A multiple logistic regression model was used to adjust for potential confounding factors in severe exacerbations in COPD patients. Four models were constructed: Model 1 was adjusted for age, sex, and BMI; Model 2 was additionally adjusted for pulmonary-related variables generally considered to be important in severe exacerbations in COPD (smoking history and severity of airflow limitation); Model 3 additionally included extrapulmonary-related variables generally considered to be important in severe exacerbations in COPD or extrapulmonary-related variables with P<0.05 in the univariate analyses with considering multicollinearity (DM, cardiovascular disease [stroke, myocardial infarction, and angina pectoris], and QoL); finally, Model 4 was additionally adjusted for use of inhalers with all of the above-mentioned variables. All tests were two-sided, and P<0.05 was considered to indicate significance. All statistical analyses were performed using SAS ver. 9.2 (SAS Institute, Cary, NC, USA).

Results

Clinical characteristics of patients

A total of 2,397 patients with mild-to-moderate COPD were identified from the KNHANES databases between 2007 and 2012 (Figure 1). As shown in Table 1, there were 1,692 males (70.6%) and 705 females (29.4%) with a mean age of 63.5 years. Mean BMI was 23.5±2.9 kg/m² and 1,621 patients (67.6%) were current or ex-smokers. The common comorbidities were hypertension (n=847, 35.3%), followed by DM (n=331, 13.8%), depressive disorder (n=296, 12.3%), and bronchial asthma (n=261, 10.9%). The mean FEV₁/FVC and FEV₁ were 60% and 2.3 L (78.6% predicted), respectively. Whereas 44.8% (1,075/2,397) of the patients had mild airflow limitations (FEV₁ ≥80% predicted), 55.2% (1,322/2,397) had moderate airflow limitations (50%≤ FEV₁% predicted <80%). The mean EQ-5D index values were 0.9. Only 5.9% of mild-to-moderate COPD patients used inhalers such as long-acting muscarinic antagonist (3.4%, n=82) and inhaled corticosteroid/long-acting beta₂-agonist (4.1%, n=98) before severe exacerbations.

Table 1 Baseline characteristics (n=2,397) Notes: The data are presented as number (%) or mean and SD. aData of 29 patients are missed. bCoronary heart disease includes myocardial infarction and angina pectoris. Abbreviations: EQ-5D, The EuroQoL five dimensions questionnaire; FEV1, forced expiratory volume in 1 second; FVC, forced vital capacity; ICS, inhaled corticosteroid; LABA, long-acting beta2-agonist; LAMA, long-acting muscarinic antagonist; SD, standard deviation.
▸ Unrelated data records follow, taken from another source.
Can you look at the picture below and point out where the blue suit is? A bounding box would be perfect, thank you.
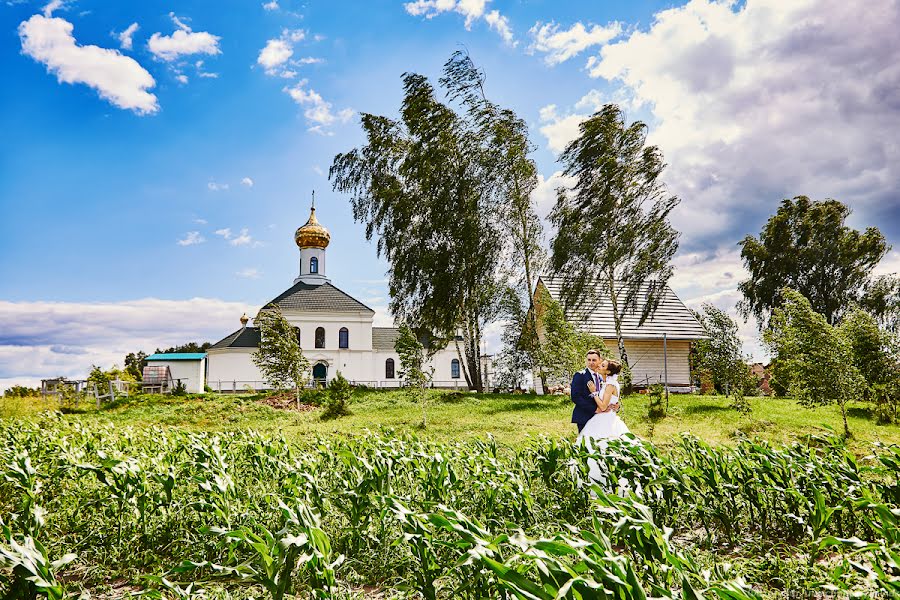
[569,369,597,431]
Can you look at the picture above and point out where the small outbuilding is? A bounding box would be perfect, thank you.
[147,352,206,394]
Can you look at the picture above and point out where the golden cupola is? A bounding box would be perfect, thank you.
[294,205,331,250]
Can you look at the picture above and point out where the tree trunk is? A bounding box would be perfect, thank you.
[609,269,631,368]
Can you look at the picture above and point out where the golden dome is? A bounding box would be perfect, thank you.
[294,206,331,248]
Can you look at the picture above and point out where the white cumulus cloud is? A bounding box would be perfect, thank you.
[19,15,159,115]
[403,0,516,46]
[529,21,622,65]
[178,231,206,246]
[147,13,221,62]
[117,23,139,50]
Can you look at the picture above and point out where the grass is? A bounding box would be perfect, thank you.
[7,390,900,452]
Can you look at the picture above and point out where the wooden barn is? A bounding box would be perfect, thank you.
[532,275,706,391]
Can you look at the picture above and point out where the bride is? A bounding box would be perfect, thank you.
[578,359,631,442]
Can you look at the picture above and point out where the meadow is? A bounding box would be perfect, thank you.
[0,392,900,600]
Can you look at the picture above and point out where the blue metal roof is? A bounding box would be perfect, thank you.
[147,352,206,360]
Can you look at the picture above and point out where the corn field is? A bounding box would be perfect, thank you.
[0,413,900,600]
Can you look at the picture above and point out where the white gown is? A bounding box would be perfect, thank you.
[575,375,631,484]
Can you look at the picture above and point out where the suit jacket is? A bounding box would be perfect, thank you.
[569,369,597,424]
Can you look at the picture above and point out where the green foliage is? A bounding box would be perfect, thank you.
[550,104,678,364]
[322,371,353,420]
[329,53,539,391]
[763,288,865,436]
[738,196,889,328]
[691,302,753,414]
[253,305,311,405]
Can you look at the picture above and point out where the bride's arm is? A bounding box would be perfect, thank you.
[594,385,614,412]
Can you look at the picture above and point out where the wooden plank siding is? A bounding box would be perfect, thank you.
[603,339,691,388]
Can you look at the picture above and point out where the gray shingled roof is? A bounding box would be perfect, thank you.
[209,327,259,350]
[263,281,375,314]
[372,327,400,351]
[538,275,706,340]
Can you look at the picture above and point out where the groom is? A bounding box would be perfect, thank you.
[569,349,619,433]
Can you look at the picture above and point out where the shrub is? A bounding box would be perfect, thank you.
[322,371,353,419]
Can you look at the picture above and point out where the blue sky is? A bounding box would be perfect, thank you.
[0,0,900,387]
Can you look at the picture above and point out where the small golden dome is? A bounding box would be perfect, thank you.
[294,206,331,249]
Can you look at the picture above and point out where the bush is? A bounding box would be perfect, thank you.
[322,371,353,419]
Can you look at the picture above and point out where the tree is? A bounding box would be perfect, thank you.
[329,54,530,391]
[738,196,889,329]
[763,288,865,437]
[394,323,434,429]
[859,274,900,334]
[692,303,750,413]
[253,304,310,408]
[550,104,678,366]
[839,307,900,410]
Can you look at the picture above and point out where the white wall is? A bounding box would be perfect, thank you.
[604,339,691,386]
[148,358,206,394]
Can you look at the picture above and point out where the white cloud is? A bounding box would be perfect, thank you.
[178,231,206,246]
[147,13,221,62]
[116,23,139,50]
[19,14,159,115]
[529,21,622,65]
[284,79,353,135]
[228,229,259,246]
[403,0,516,46]
[0,298,257,387]
[589,0,900,244]
[256,29,308,79]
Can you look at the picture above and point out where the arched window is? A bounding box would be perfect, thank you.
[316,327,325,348]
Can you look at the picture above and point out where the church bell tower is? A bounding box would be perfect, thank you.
[294,192,331,285]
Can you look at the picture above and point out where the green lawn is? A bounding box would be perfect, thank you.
[8,391,900,452]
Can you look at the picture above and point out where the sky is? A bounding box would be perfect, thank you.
[0,0,900,389]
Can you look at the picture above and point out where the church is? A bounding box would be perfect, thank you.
[206,205,466,392]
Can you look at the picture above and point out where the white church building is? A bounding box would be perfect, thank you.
[206,206,466,392]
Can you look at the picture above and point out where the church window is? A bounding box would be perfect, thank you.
[316,327,325,348]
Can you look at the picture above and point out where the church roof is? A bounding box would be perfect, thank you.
[538,275,707,340]
[209,327,259,350]
[263,281,375,314]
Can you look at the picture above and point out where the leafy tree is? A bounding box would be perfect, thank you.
[253,304,311,408]
[550,104,678,365]
[692,303,750,413]
[840,307,900,423]
[738,196,889,328]
[329,54,534,391]
[859,274,900,334]
[322,371,353,420]
[125,350,147,381]
[763,288,865,437]
[394,323,434,429]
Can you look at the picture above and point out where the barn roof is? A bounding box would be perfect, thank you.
[538,275,706,340]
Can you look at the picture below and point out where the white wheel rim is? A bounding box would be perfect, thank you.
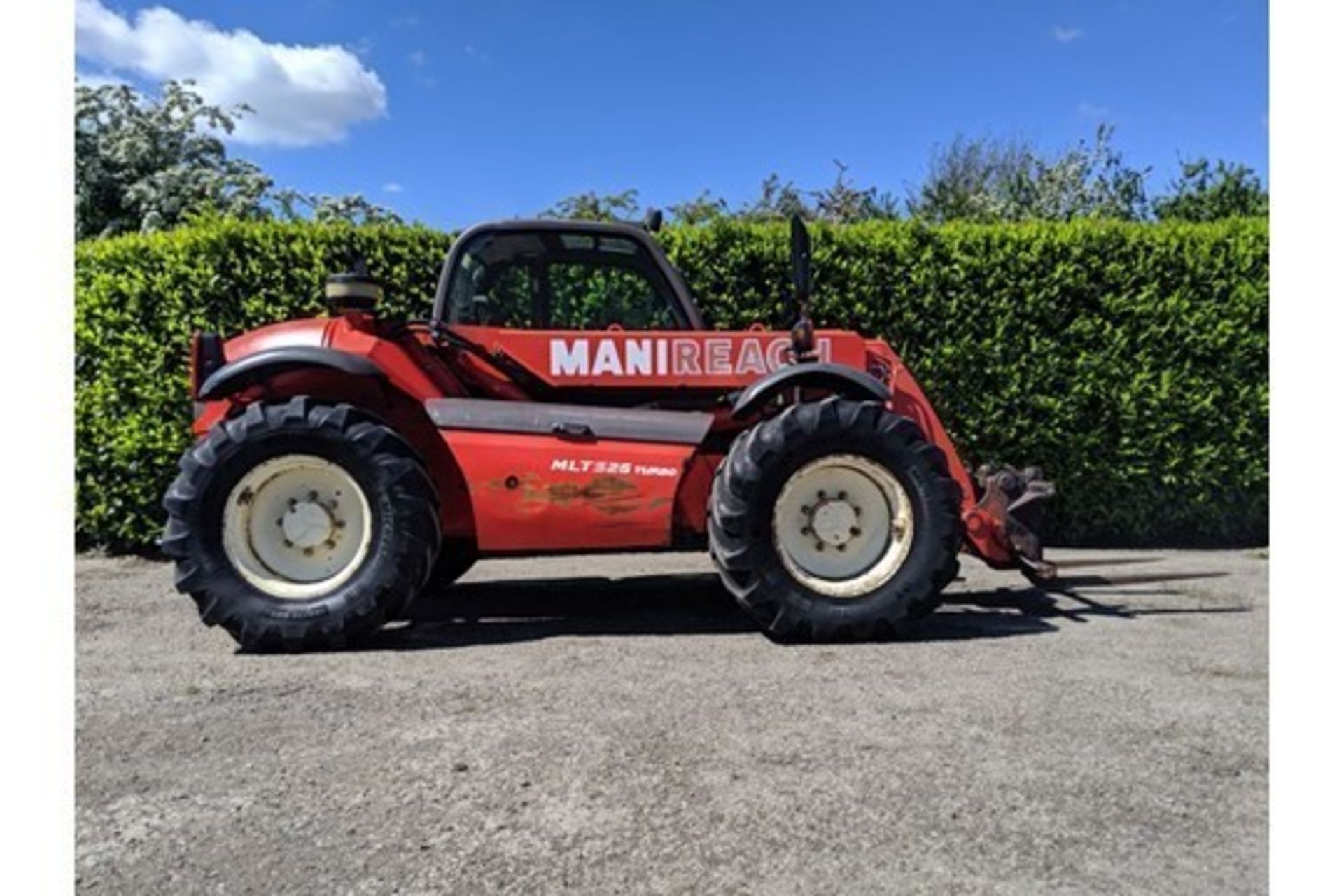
[773,454,916,598]
[223,454,372,599]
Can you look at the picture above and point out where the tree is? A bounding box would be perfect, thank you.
[1153,158,1268,220]
[668,190,730,224]
[542,188,640,220]
[76,80,400,239]
[907,125,1149,222]
[272,190,405,224]
[736,174,816,220]
[76,82,272,239]
[812,158,899,224]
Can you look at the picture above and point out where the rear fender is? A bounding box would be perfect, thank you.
[192,318,475,538]
[732,363,891,421]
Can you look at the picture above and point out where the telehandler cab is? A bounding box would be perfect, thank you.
[161,215,1054,650]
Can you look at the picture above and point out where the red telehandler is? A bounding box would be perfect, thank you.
[161,214,1054,650]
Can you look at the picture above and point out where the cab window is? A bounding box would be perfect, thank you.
[449,231,685,329]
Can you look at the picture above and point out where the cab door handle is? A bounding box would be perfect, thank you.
[551,421,593,440]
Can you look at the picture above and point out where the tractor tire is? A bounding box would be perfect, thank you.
[708,398,962,640]
[160,398,440,652]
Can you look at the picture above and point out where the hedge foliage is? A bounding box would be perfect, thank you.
[76,219,1268,550]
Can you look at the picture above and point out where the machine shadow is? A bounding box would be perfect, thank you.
[356,573,1240,650]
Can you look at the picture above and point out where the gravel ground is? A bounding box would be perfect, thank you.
[76,551,1268,895]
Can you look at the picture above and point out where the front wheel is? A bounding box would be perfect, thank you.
[710,398,962,640]
[160,398,440,650]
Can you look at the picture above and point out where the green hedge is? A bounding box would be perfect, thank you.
[76,220,1268,550]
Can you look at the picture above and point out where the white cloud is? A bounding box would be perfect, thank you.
[76,0,387,146]
[76,71,126,88]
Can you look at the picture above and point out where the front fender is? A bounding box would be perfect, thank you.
[196,345,387,402]
[732,363,891,419]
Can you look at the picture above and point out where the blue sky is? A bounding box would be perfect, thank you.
[76,0,1268,227]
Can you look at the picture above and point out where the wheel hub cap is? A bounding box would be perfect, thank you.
[223,454,372,599]
[281,501,336,548]
[773,454,914,598]
[808,498,859,547]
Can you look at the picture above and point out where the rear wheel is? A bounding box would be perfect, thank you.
[710,399,961,640]
[161,398,440,650]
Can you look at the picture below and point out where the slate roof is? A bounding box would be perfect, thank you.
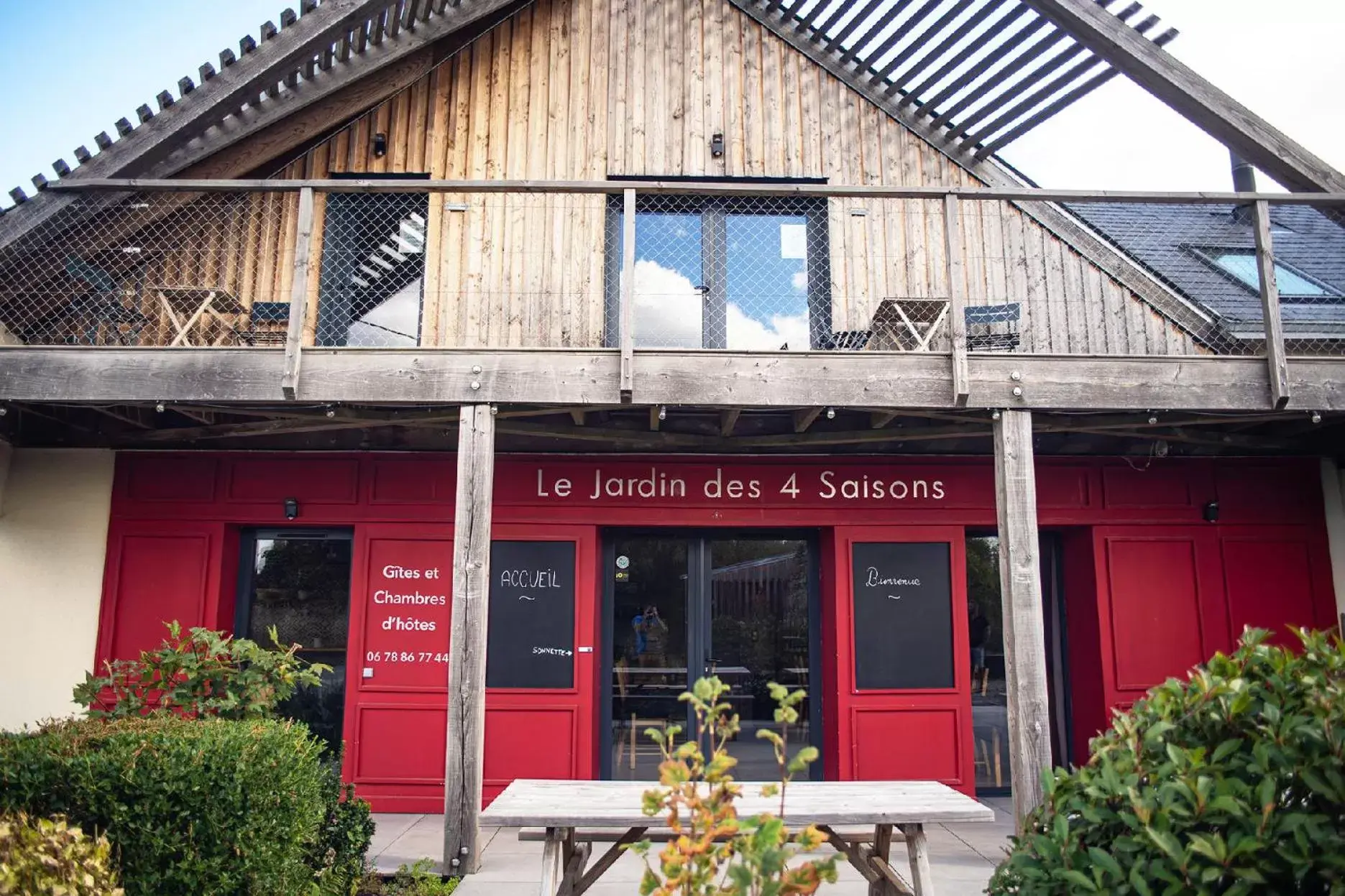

Regarding COPD-related medical utilization, overall 18.6% had history of medical service use over the duration of the study period.

Comparison of clinical characteristics between patients with and without severe exacerbations

As shown in Figure 2, 95.4% of patients (n=2,286) had no history of a severe COPD exacerbation, whereas 4.6% of patients (n=111) experienced one or more severe exacerbations during the 6-year study period. The rate of severe exacerbations during the 6-year follow-up period was 0.012/person-year.

Figure 2 Number of severe exacerbations in overall population over 6-year follow-up.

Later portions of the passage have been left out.